This is a 2004 American film directed by Peter Chelsom.
It is a remake of the award-winning 1996 Japanese film of the same title, written and directed by Masayuki Suo (周防 正行).
I enjoyed the Japanese version so much that the American remake looks shadowed in the back of my mind simply because ballroom dancing in Japan is considered "weird" or "sissy" among men, if not the Japasene in general, while it is not abnormal at all in the States.
For a Japanese man to join the dancing class, therefore, he needs a great deal of courage and expects a lewd remark from his coworkers once they finds it out.
So, a Japanese man in the class always feels tension and senses a spying eye around as if a gay man had to have a courage to come out when worse comes worst.
I can't feel this tension at all in the American remake.
At the end, Paulina, having been inspired by John to take up competing again, is leaving to go to Blackpool, England.
Compared to her counterpart in the Japanese version, Paulina doesn't show her character change in such a dramatic way as Mai does in the Japanese version.
This remake, however, offers pleasures of its own in the sense that it focuses more on entertainment rather than on serious character study.

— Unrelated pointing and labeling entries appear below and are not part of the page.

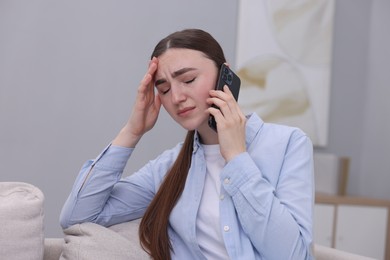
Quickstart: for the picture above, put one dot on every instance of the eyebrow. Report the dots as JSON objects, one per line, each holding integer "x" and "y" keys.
{"x": 174, "y": 75}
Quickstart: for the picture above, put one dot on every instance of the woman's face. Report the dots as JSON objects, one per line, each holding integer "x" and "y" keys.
{"x": 183, "y": 79}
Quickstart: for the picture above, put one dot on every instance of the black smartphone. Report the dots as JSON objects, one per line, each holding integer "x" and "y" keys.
{"x": 226, "y": 77}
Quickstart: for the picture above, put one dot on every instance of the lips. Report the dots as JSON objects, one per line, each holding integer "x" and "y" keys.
{"x": 185, "y": 111}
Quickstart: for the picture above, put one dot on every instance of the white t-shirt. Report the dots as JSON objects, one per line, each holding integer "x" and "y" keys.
{"x": 208, "y": 229}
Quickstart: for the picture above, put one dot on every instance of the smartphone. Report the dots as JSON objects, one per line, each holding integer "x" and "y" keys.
{"x": 226, "y": 77}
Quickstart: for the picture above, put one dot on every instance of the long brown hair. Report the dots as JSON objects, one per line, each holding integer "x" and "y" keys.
{"x": 153, "y": 230}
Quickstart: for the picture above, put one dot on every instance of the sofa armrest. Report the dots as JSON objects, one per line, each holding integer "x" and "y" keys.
{"x": 327, "y": 253}
{"x": 53, "y": 248}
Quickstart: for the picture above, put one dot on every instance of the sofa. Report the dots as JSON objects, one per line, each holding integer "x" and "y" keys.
{"x": 22, "y": 233}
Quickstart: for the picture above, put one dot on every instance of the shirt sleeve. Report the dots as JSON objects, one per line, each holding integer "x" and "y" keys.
{"x": 277, "y": 217}
{"x": 91, "y": 197}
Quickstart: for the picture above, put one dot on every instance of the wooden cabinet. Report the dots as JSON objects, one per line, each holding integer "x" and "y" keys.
{"x": 356, "y": 225}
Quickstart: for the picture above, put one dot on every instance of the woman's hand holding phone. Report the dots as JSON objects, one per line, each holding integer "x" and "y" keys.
{"x": 231, "y": 122}
{"x": 145, "y": 111}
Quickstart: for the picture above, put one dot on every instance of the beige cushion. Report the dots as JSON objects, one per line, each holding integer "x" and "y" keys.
{"x": 327, "y": 253}
{"x": 91, "y": 241}
{"x": 21, "y": 221}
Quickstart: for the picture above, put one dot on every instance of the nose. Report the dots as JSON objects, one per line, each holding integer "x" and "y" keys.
{"x": 177, "y": 94}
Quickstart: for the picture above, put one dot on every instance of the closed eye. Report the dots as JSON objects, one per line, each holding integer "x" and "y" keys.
{"x": 190, "y": 81}
{"x": 163, "y": 92}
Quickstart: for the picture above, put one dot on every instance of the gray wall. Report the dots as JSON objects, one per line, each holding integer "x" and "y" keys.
{"x": 69, "y": 72}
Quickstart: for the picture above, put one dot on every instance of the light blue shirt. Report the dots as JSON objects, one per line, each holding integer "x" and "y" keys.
{"x": 266, "y": 205}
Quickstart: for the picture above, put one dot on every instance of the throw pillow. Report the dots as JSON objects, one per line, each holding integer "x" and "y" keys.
{"x": 21, "y": 218}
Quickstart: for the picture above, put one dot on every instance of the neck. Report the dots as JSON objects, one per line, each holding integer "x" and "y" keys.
{"x": 207, "y": 135}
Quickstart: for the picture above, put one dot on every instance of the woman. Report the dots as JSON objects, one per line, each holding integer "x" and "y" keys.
{"x": 244, "y": 192}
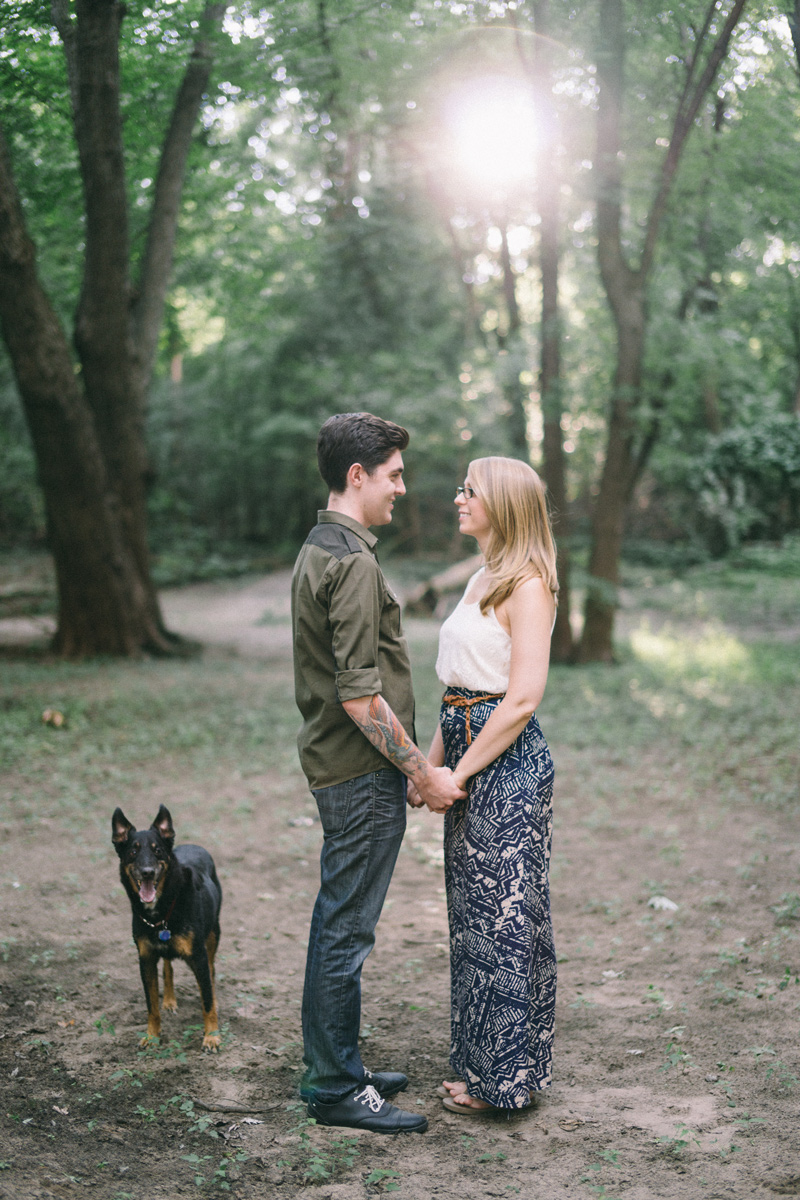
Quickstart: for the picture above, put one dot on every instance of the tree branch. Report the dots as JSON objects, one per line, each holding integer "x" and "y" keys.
{"x": 683, "y": 124}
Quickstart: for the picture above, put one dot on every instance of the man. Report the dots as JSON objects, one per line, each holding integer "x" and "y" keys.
{"x": 353, "y": 685}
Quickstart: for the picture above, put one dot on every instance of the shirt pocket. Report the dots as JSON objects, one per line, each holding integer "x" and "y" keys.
{"x": 390, "y": 616}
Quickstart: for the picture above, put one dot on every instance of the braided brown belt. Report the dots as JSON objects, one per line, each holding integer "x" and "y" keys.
{"x": 467, "y": 702}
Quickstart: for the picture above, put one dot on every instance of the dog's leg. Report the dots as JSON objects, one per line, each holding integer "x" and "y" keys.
{"x": 149, "y": 972}
{"x": 169, "y": 1001}
{"x": 204, "y": 973}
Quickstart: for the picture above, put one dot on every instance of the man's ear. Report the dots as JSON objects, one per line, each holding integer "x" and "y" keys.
{"x": 355, "y": 475}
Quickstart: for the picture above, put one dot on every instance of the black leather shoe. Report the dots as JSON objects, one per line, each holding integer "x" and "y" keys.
{"x": 385, "y": 1083}
{"x": 367, "y": 1110}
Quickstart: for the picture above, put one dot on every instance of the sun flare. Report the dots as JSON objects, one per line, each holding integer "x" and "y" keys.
{"x": 492, "y": 127}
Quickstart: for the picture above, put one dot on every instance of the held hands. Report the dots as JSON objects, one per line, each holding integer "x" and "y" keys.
{"x": 438, "y": 789}
{"x": 413, "y": 797}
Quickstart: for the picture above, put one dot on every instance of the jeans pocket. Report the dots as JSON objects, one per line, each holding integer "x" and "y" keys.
{"x": 334, "y": 804}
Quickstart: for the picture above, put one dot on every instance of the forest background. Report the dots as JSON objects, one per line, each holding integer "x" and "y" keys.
{"x": 564, "y": 232}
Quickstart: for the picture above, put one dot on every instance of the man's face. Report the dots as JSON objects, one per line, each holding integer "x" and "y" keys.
{"x": 382, "y": 489}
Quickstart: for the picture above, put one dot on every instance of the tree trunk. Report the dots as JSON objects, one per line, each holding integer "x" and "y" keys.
{"x": 88, "y": 430}
{"x": 626, "y": 291}
{"x": 549, "y": 377}
{"x": 102, "y": 605}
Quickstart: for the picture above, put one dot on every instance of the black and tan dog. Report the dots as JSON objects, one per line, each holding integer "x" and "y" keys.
{"x": 175, "y": 899}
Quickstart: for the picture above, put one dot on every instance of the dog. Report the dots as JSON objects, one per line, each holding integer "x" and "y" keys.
{"x": 175, "y": 899}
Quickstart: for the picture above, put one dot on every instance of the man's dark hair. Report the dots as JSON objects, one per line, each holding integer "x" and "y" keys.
{"x": 355, "y": 437}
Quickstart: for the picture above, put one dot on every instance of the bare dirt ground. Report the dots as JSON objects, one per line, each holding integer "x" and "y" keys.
{"x": 677, "y": 1038}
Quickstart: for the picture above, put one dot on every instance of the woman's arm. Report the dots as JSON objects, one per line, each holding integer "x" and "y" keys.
{"x": 529, "y": 612}
{"x": 437, "y": 751}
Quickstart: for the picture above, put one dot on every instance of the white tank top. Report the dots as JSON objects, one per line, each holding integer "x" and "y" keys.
{"x": 474, "y": 648}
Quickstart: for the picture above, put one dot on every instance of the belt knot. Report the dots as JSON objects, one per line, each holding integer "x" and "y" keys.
{"x": 467, "y": 702}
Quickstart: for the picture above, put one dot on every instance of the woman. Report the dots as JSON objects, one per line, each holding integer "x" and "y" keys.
{"x": 493, "y": 660}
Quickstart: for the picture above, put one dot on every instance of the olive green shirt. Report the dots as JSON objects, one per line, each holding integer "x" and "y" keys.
{"x": 348, "y": 643}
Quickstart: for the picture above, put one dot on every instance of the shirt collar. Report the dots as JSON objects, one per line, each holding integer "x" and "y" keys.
{"x": 328, "y": 516}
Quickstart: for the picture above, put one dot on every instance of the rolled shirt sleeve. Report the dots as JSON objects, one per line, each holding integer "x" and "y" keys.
{"x": 354, "y": 607}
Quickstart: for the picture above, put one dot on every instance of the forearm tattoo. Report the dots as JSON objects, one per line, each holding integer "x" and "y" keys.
{"x": 386, "y": 733}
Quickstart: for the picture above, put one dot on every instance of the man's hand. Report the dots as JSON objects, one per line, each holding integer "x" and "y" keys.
{"x": 438, "y": 789}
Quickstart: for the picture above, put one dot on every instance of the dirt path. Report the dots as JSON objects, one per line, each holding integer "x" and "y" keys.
{"x": 677, "y": 1053}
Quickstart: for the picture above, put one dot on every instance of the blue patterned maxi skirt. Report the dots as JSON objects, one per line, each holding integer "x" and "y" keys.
{"x": 501, "y": 952}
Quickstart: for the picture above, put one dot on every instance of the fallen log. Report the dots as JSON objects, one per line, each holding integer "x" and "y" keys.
{"x": 431, "y": 598}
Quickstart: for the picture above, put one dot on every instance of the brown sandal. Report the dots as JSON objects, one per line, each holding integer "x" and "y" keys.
{"x": 468, "y": 1109}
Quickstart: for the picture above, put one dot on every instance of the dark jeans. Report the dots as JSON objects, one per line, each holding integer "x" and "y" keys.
{"x": 364, "y": 821}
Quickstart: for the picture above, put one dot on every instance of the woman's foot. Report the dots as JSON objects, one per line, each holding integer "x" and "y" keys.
{"x": 451, "y": 1089}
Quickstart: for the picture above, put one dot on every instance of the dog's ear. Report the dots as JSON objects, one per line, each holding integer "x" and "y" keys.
{"x": 121, "y": 828}
{"x": 163, "y": 825}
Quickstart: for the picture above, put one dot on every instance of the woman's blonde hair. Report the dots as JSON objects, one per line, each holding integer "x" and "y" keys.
{"x": 521, "y": 545}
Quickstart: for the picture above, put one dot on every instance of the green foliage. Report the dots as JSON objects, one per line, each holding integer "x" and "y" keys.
{"x": 750, "y": 480}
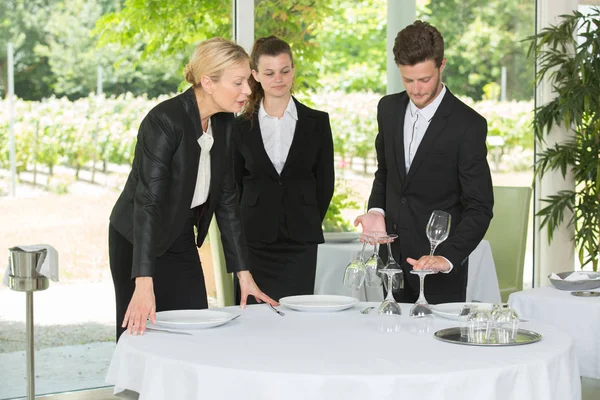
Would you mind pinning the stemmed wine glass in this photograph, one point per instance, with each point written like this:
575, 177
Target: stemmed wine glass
374, 264
392, 268
438, 229
355, 273
421, 307
398, 279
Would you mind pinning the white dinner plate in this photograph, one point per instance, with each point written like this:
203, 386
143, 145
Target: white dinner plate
193, 319
318, 302
341, 237
451, 310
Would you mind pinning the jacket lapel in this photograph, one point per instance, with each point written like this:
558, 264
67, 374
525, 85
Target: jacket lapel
257, 147
218, 159
398, 134
436, 126
304, 126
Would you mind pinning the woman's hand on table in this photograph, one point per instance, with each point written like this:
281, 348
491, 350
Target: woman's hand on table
248, 287
141, 307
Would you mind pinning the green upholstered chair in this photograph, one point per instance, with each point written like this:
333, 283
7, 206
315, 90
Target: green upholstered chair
507, 235
223, 280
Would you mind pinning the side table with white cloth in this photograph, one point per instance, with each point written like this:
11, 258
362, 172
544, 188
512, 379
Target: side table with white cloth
339, 355
579, 317
332, 259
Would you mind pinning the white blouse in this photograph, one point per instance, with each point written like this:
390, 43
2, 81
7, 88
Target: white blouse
205, 141
278, 133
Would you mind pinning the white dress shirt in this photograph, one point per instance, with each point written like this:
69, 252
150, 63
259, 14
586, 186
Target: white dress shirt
416, 122
278, 133
205, 141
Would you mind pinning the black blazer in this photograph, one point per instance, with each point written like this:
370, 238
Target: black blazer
303, 191
449, 172
155, 203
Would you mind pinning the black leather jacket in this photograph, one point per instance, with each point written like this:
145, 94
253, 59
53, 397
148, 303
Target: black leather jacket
155, 203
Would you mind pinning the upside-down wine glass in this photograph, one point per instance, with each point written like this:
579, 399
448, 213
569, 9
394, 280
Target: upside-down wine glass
398, 279
391, 269
438, 229
374, 264
355, 273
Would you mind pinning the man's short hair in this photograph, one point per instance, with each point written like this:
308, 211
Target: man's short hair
417, 43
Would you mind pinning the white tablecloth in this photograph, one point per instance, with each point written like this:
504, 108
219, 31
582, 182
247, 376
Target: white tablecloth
340, 355
332, 259
579, 317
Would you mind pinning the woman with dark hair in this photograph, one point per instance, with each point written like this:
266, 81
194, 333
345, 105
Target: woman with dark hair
181, 175
285, 174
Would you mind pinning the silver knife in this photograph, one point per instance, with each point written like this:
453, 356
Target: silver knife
167, 331
276, 310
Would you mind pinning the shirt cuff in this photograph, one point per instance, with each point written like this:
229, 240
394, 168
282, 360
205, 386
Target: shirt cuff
451, 266
378, 210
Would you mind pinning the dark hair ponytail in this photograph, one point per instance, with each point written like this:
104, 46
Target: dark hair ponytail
265, 46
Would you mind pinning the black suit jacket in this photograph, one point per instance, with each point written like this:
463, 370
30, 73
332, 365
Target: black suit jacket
449, 172
155, 203
303, 191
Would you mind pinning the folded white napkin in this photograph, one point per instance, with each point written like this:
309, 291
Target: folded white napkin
575, 276
47, 266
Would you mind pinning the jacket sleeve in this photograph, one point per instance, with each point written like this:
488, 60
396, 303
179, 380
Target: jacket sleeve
155, 146
324, 169
228, 212
378, 191
477, 195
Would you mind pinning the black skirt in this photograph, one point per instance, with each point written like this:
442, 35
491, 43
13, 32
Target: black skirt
281, 268
178, 278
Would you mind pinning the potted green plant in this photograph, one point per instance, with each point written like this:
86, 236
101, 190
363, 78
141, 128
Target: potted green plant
342, 199
568, 55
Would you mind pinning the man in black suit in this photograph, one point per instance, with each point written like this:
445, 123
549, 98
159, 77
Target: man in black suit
431, 155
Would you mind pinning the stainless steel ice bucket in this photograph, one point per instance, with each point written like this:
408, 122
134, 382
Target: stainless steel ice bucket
23, 276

For example, the end scene shows everyone afterwards: Link and Bobbie are now together; Chic, who was actually gay, dances at a club with his partner; Miss Mitzi finds a new partner, and they are happy together; John and Beverly are back to normal and dance in the kitchen; Vern, newly married to his fiancée, dances with her at their wedding; the private investigator that Beverly hired, Devine (Richard Jenkins), starts up dance lessons; and Paulina, with a new partner, competes at Blackpool, the competition that she had lost years before.